Kodomo no Hi, Japan's Children's Day, is celebrated on May 5th with flying carp streamers symbolizing family success. Formerly known as Boy's Day.



Kodomo no Hi, or Children's Day, is a national holiday in Japan celebrated every year on May 5th. Its origins can be traced back to the ancient Chinese holiday of Double Fifth, which was observed on the fifth day of the fifth month.

In Japan, the holiday was originally known as Tango no Sekku, or Boy's Day. It formed a pair with Hinamatsuri, or Girl's Day, which is celebrated on the third day of the third month.

However, in 1948, the holiday was officially renamed Children's Day, to reflect a more inclusive celebration of both boys and girls.

One of the most iconic symbols of Children's Day in Japan is the flying carp streamers, or koinobori.

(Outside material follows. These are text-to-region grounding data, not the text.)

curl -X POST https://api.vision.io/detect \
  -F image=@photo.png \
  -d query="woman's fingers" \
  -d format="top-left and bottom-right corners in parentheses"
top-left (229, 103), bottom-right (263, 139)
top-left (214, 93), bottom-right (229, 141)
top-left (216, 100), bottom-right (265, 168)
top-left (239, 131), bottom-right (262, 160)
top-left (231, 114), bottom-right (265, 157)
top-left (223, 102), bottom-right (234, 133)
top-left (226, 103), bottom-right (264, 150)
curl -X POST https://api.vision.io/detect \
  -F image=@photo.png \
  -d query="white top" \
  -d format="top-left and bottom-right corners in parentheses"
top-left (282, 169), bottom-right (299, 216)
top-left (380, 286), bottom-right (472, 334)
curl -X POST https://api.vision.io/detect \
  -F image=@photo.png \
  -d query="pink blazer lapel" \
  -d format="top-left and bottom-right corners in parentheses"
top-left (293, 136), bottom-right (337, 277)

These are hoisted up on flagpoles and flown in the breeze. The custom of flying the koinobori owes its origins to an ancient Chinese legend about a carp that transforms into a dragon after swimming up a waterfall.

Colors Streaming the Hope of Each Family

As a symbol of each family's hope, the flags express the wish that their children will exhibit the same determination, vigor, and success as the carp in the legend. Each carp in the koinobori string represents a member of the family. Of course, the largest fish in the strand symbolizes the father. And the colors of the other fish correspond to the mother and the children in the family.

The result is countless, adorable lines of fish families strung up across the country. Moreover, all of these add to the festive atmosphere of Children's Day.

Interestingly, Children's Day used to be exclusively a celebration of boys. But it gradually evolved into a more inclusive holiday that also honors girls. Nowadays it is seen as a time to celebrate the happiness and well-being of all children, as well as their growth and development.

Flavored in Traditions

In addition to flying the koinobori, families may also display samurai dolls, miniature armor, and other traditional decorations. In addition, many families traditionally prepare special dishes such as mochi rice cakes wrapped in oak leaves.

Children's Day is a vibrant and joyous occasion in Japan that further combines ancient traditions with modern celebrations of childhood. It's a time for families to come together and honor the future generations, while also reflecting on the past and the cultural heritage that has shaped Japan into the country it is today.